Gelungen! Das neue Album von Mark Medlock besteht aus mehr oder weniger bekannten Soul-Balladen jener Art, die ihn einmal berühmt machten. Es steht ihm nach wie vor ganz ausgezeichnet.
Nach einigen für mich echt fragwürdigen Alben (ich hab es versucht) vom oberpeinlichen niemals-abtreten-wollenden RTL-Liebling Dieter, bei denen zumindest die Single-Hits noch irgendwie für ein paar Leute/Fans gut machbar, zumindest verkaufsträchtig, waren, ist es jetzt für mich zumindest noch nicht zu spät, dieses tolle Album hier zu mögen. Ich ziehe fast jeden (nur) gecoverten Titel dem bisherigen Kram überwiegend deutlich vor, auch wenn ich nicht alles und jeden degradieren will, der von der alten Musik auch oder sogar mehr begeistert war - ich spreche hier nur für mich. Nur weil es bisher nicht mein Geschmack war (gelinde ausgedrückt), will ich seine bisher erfolgreiche Zeit nicht schmälern.

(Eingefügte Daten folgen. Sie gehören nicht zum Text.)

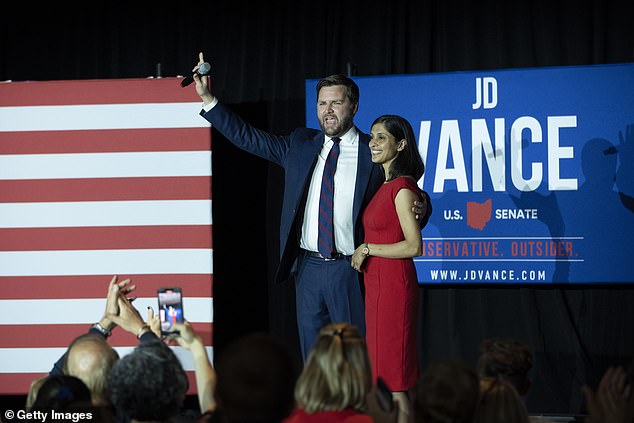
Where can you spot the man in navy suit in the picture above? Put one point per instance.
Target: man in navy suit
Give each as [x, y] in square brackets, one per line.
[327, 287]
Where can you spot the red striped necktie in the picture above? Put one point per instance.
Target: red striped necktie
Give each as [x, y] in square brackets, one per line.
[326, 200]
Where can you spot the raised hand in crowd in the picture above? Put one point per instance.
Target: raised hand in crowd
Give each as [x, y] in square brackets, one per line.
[112, 308]
[205, 373]
[127, 316]
[613, 402]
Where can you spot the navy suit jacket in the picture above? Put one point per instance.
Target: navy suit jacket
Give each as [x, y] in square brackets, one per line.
[297, 154]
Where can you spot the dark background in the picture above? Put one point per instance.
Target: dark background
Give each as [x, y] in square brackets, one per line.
[261, 53]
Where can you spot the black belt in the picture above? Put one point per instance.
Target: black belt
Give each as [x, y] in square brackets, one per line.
[335, 256]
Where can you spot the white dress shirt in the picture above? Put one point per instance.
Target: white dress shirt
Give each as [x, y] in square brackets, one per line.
[345, 181]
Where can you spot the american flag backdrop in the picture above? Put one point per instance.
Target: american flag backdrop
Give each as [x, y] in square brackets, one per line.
[98, 178]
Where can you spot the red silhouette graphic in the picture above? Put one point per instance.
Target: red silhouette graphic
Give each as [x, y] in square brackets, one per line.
[478, 215]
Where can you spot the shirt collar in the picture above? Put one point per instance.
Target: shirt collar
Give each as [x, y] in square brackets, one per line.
[349, 137]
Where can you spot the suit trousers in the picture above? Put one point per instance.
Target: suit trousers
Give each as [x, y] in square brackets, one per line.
[326, 291]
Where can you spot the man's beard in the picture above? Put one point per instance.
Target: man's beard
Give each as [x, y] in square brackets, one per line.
[340, 129]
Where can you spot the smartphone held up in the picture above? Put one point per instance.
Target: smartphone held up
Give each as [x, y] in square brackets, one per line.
[170, 309]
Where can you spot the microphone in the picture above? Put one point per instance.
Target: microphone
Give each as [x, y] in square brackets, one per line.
[203, 70]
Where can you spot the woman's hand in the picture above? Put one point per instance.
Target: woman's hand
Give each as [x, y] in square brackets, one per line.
[358, 258]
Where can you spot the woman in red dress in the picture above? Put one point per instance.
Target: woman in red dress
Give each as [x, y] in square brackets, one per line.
[392, 238]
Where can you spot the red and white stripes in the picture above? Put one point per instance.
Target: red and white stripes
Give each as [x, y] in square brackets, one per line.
[98, 178]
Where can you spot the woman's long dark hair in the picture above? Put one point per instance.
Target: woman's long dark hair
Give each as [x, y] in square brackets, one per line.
[408, 161]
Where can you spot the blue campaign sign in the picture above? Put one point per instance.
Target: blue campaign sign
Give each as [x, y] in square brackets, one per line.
[530, 171]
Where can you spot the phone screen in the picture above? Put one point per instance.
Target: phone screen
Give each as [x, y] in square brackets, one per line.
[170, 308]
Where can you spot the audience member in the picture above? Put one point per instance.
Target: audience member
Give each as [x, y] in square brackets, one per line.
[499, 403]
[90, 358]
[447, 392]
[205, 373]
[255, 380]
[506, 359]
[149, 384]
[336, 380]
[62, 392]
[613, 402]
[33, 390]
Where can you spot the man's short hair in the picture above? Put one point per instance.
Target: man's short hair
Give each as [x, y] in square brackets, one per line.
[95, 378]
[352, 89]
[149, 383]
[506, 359]
[447, 392]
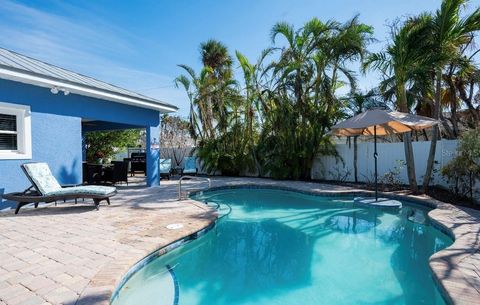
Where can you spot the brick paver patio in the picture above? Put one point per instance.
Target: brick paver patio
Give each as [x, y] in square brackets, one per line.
[72, 254]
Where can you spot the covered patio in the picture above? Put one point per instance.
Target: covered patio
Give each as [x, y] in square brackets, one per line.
[52, 109]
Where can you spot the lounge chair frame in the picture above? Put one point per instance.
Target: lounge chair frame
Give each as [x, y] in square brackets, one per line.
[33, 195]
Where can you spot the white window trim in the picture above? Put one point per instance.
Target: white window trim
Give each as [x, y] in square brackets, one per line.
[24, 131]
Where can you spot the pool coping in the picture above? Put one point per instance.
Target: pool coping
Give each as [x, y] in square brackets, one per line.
[455, 269]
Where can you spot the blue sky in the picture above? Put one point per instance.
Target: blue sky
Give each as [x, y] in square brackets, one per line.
[138, 44]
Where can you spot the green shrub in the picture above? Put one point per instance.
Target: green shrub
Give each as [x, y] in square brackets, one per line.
[463, 171]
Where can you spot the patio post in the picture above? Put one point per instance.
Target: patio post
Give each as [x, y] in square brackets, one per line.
[153, 155]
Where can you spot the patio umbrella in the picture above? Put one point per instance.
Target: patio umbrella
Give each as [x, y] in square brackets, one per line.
[381, 122]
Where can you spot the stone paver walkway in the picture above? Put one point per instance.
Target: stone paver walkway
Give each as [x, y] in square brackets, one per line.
[72, 254]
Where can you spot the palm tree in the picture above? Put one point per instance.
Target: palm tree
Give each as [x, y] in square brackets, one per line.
[400, 63]
[309, 70]
[449, 32]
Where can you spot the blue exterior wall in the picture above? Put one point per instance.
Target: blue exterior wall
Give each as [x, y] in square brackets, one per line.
[57, 131]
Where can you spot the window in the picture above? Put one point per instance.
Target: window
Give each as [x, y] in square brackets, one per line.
[15, 132]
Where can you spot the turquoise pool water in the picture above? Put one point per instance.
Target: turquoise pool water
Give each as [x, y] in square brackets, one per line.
[279, 247]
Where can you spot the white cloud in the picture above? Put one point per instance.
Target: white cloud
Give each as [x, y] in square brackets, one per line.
[84, 44]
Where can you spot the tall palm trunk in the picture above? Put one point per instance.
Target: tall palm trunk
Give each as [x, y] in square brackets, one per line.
[355, 158]
[407, 141]
[433, 143]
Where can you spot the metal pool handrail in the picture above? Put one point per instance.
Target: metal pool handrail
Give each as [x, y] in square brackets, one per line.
[191, 177]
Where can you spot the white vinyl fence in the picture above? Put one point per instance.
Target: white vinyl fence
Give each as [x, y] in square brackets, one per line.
[391, 158]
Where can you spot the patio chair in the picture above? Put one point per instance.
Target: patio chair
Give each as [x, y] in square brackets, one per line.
[166, 168]
[45, 188]
[190, 166]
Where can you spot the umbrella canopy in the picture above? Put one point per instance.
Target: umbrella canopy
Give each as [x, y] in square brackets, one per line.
[386, 122]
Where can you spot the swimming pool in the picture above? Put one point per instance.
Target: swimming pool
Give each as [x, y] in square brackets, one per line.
[283, 247]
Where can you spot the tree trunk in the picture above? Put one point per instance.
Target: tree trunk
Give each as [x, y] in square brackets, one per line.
[433, 143]
[407, 141]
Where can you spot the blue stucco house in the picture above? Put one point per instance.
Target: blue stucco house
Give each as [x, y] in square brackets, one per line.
[44, 110]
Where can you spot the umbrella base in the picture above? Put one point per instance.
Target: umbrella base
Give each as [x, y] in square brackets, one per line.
[382, 202]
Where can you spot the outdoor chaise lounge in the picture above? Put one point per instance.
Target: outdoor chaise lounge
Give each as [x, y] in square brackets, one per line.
[45, 188]
[166, 168]
[190, 166]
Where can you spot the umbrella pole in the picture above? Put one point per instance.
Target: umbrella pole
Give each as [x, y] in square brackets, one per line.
[375, 156]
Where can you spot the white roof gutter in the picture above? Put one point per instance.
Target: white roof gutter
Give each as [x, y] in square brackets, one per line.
[83, 90]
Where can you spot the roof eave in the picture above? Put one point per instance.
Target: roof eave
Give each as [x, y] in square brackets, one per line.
[37, 80]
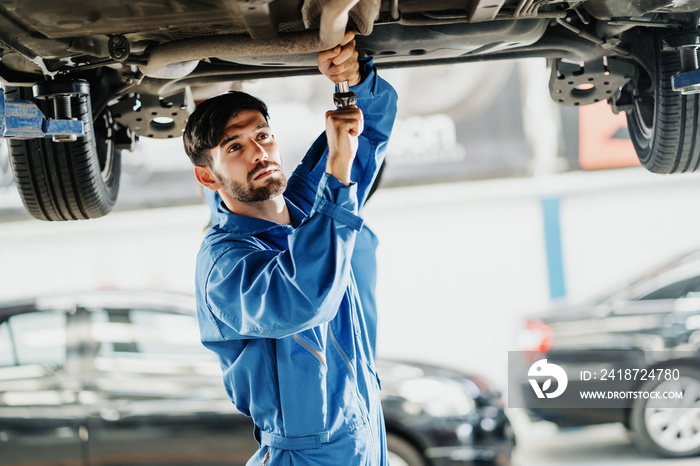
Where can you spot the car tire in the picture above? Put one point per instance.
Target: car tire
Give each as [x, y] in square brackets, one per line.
[67, 180]
[672, 427]
[663, 123]
[402, 453]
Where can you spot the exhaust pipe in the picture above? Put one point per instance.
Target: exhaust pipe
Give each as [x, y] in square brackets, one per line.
[179, 58]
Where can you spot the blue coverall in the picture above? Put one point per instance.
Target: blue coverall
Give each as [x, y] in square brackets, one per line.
[279, 306]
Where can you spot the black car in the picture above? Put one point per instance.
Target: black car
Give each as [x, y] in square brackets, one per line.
[645, 337]
[120, 378]
[127, 69]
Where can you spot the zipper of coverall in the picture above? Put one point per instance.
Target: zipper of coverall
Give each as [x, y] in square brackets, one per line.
[354, 378]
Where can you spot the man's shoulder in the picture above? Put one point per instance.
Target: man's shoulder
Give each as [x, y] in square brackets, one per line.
[218, 242]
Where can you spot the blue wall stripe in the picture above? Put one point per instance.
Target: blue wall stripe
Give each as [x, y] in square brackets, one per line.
[553, 248]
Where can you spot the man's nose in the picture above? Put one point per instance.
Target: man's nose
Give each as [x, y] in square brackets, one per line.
[260, 152]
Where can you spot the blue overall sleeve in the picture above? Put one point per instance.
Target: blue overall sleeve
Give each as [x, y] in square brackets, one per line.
[268, 293]
[377, 100]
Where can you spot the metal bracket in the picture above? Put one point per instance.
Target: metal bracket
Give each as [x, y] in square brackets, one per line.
[595, 81]
[155, 117]
[21, 119]
[687, 46]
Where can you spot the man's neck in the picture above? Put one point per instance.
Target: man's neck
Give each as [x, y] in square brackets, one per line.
[274, 210]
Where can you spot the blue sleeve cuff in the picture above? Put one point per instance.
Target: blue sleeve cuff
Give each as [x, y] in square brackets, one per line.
[365, 90]
[337, 201]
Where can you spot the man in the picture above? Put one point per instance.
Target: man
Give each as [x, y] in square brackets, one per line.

Mark schafft es hier tatsächlich, (mein heiliges) "Summertime" gefällig zu interpretieren (zumindest in der Nicht-Remix-Version), dem abgedudelten "Boogie down" wieder etwas Pfeffer zu verleihen und auch "Change the world" darf sich so vermedlocked gerne hören lassen. Das Album klingt abwechselungsreich und kernig und auch wenn einige dieser Songs schon tausend Mal weltweit vertont wurden, so ist es für Mark ein wichtiger Schritt - weg von den oberdumpfsinnigen Schallalie-Cds mit bunter Tropentapete und unterirdischen Englisch-Texten, hin zu etwas Machbarem, dass seiner wirklichen Stärke entspricht - der Stimme.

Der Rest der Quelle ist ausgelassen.